Study Guide: The Cloud of Unknowing, Chapter 27


In this one-paragraph chapter Anonymous tells us “who should engage in this [contemplative] work of grace?” (67)

More precisely, Anonymous unpacks this concern by tellings us who should practice contemplative prayer, when should that person do it? and how it should it be done. Contemplative prayer, he says, is for everyone whno “forsakes the world and the active life to dedicate [herself or himself] to the contemplative life.” It doesn’t make any difference—not a whit!—if such a person has or has not been a “chronic sinner.”
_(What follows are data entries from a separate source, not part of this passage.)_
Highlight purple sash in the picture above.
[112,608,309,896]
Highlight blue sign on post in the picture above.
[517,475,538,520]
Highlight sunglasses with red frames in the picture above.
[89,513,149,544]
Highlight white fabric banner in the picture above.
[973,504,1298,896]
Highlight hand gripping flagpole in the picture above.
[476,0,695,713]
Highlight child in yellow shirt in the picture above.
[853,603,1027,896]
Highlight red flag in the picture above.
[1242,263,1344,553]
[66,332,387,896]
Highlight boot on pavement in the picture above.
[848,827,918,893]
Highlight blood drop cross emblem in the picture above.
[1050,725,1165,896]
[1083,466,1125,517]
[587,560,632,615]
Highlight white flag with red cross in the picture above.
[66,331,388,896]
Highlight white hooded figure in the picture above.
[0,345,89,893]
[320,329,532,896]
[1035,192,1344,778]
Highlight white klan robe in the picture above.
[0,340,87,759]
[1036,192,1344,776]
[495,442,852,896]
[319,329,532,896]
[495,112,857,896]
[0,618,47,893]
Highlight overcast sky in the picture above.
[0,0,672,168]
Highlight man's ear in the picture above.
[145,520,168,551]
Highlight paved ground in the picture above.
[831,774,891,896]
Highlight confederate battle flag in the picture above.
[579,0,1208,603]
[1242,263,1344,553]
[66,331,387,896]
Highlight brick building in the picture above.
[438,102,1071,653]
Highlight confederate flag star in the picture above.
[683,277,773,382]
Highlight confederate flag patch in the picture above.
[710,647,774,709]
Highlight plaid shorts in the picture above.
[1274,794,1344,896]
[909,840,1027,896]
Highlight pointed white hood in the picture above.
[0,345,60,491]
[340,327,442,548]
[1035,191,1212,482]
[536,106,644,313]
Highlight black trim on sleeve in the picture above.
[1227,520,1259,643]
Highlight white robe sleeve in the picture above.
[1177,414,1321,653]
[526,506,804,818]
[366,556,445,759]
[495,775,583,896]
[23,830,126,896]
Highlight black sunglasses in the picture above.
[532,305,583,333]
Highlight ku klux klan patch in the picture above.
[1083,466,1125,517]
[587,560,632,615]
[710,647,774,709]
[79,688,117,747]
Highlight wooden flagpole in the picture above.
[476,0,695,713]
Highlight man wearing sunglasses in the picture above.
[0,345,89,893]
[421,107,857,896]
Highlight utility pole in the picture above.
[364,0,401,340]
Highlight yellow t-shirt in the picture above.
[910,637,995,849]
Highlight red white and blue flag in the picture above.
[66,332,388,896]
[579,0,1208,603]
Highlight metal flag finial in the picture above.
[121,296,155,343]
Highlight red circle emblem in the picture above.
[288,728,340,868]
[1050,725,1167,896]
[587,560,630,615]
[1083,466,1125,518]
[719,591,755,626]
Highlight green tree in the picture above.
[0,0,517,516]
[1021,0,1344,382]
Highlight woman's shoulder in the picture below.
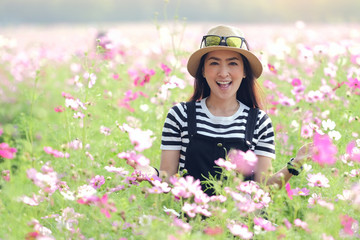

It should be noted, however, that while Anonymous in this chapter seems to say that someone inclined to contemplative prayer and living may wish to become a monk, nun, or hermit, he does not exclude people whose lives may be described as “active,” that is,

engaged in compassionate activity in the ordinary work-a-day world.  As you may remember, in his “Preface” he says that such people may be “stirred by God’s mysterious Spirit, allowing them to participate in contemplation at the highest level from time to time” (6). Anonymous might well have in mind the kind of Christian  from another well-known contemplative, Walter Hilton (ca. 1340-1396), wrote his “Mixed Life,” a letter sent to a devout lay of wealth and household responsibility, advising him not to give up nhis active life to become a contemplative, but to mix or combine the two. Such a possibility means that we may live contemplatively, maybe not as monastics or nuns or hermits but as ordinary people who are in love with God and want to “be” with him. 

Might it be that this understanding motivated Karl Rahner, an insightful Roman Catholic theologian, to say several years  ago that “the Christian of the future will be a mystic or will not exist"?